Hard to give advice without the problematic code :)

cbuchner1 · August 8, 2013, 9:01am

I tend to compile to CC 1.0 or 1.1 also unless I specifically require language or device features from later CUDA versions. You also get the benefit of an increased hardware capability (older devices and older drivers will run your code)

The reasons for compute 1.x targets being faster might be that up to 124 registers are available for compute 1.x targets, and the run time (JIT) conversion from PTX 1.x code to the target hardware (which may be limited to 64 registers/thread) seems to do a really good job minimizing register spills.

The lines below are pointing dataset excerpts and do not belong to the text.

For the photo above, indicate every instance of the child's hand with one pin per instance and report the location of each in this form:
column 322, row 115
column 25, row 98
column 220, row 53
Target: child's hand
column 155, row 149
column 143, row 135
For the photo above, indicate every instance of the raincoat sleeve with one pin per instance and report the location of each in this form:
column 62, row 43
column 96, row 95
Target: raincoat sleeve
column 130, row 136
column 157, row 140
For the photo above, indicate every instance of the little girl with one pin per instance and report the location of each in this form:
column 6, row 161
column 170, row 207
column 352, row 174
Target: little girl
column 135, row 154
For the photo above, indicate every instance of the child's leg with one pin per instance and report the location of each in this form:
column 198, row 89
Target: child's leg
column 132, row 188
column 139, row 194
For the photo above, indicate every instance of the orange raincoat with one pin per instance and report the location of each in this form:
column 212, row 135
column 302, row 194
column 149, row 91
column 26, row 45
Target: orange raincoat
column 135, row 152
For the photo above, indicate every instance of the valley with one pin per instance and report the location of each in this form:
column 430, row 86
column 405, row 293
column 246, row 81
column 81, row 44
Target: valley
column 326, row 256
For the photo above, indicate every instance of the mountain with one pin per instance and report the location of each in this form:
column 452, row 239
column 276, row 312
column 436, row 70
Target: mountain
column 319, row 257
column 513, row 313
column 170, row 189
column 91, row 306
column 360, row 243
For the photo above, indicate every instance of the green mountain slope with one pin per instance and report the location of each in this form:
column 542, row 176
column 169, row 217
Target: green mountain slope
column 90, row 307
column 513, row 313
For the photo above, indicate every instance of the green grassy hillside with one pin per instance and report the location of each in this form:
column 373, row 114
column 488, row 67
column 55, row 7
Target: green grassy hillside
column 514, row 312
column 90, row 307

Also compiling to compute 1.x uses the Open64 based compiler while newer targets use the LLVM based compiler. Both may exhibit distinctly different performance characteristics due to different optimization strategies.

Christian

Gogar · August 8, 2013, 5:00pm

If the code uses double precision math, maybe it is being demoted to single precision.

ndzuser · August 8, 2013, 5:36pm

The code only uses float and short, does not use DP. The code does use quite a few registers. Thanks Christian for the explanation. But I still think the newer compiler should at least do the same good job as the older ones.

SPWorley · August 8, 2013, 6:05pm

Gogar may still be right. Double and triple check that you have no doubles, especially in constants. It is very easy to accidentally write code like “a+=3.14159” or “a+=2.0b". Even if a and b are both floats, those are still double precision computes because they use a double precision constant. They should be written like "a+=2.0fb” to force single precision.

ndzuser · August 8, 2013, 6:30pm

Double checked and it does not use double.

seibert · August 8, 2013, 7:10pm

Although not always illuminating (since it isn’t the final GPU machine code), you might want to see what the generated PTX looks like for both kernels.

Also, it’s worth checking how many registers both cases use. Do you try different block and grid configurations to find the best one for your kernel?

Greg · August 9, 2013, 1:31am

Compute capability 1.0 does not support full IEEE floating point and did not have an ABI.

If you compile for 3.5 with --use_fast_math and you specify the option to disable ABI compliance you should get comparable performance.